One solution for improving this picture, backed by the Consumer Financial Protection Bureau and big banks like Citi, is financial coaching. The emerging field of financial coaching is based on the idea that clients can make the right decisions on their path to financial stability, only their odds improve with someone in their corner. And that person does not need to be an economist or ex-Wall Street type.
It’s rooted in behavioral psychology, but as a programmatic effort financial coaching didn’t exist before 2007. The basic premise is not altogether different from any other type of coaching, be it sports or health or executive leadership models. Financial coaches exist to provide guidance, accountability, and positive reinforcement. They don’t exist to solve problems or write prescriptions.
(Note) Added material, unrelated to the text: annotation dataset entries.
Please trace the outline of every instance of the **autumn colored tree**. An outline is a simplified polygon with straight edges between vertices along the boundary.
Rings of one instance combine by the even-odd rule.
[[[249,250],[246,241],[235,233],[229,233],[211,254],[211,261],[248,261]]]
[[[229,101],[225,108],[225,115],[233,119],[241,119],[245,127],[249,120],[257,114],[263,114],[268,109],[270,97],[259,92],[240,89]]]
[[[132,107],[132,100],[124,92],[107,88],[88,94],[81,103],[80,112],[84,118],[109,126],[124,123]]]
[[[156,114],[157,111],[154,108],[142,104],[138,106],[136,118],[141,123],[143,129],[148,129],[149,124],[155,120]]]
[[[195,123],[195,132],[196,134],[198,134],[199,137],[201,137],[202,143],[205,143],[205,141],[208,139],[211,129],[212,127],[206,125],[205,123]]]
But like a lot of things, financial coaching has been made more difficult by this moment of mass uncertainty. There’s a demand for direction and answers from someone (anyone?) who can be trusted to straight-up tell people what to do.
“I don’t think the questions [from clients] have changed,” says financial coach Alyssa Cruz. “But it’s become more of a therapy session. It’s a lot more listening. It’s a lot more telling them it’s okay if they don’t hit their goals this month.”
Cruz is one of two coaches running a pilot program that’s served more than 250 clients, almost all of them women in Philadelphia, over the past two years. The pilot launched in June 2018 as part of the Women’s Economic Security Initiative (WESI), a regional collaborative formed to address the financial well-being of women and their families. (Disclaimer: I am a volunteer member of one of WESI’s advisory boards which wasn’t involved in the financial coaching program.)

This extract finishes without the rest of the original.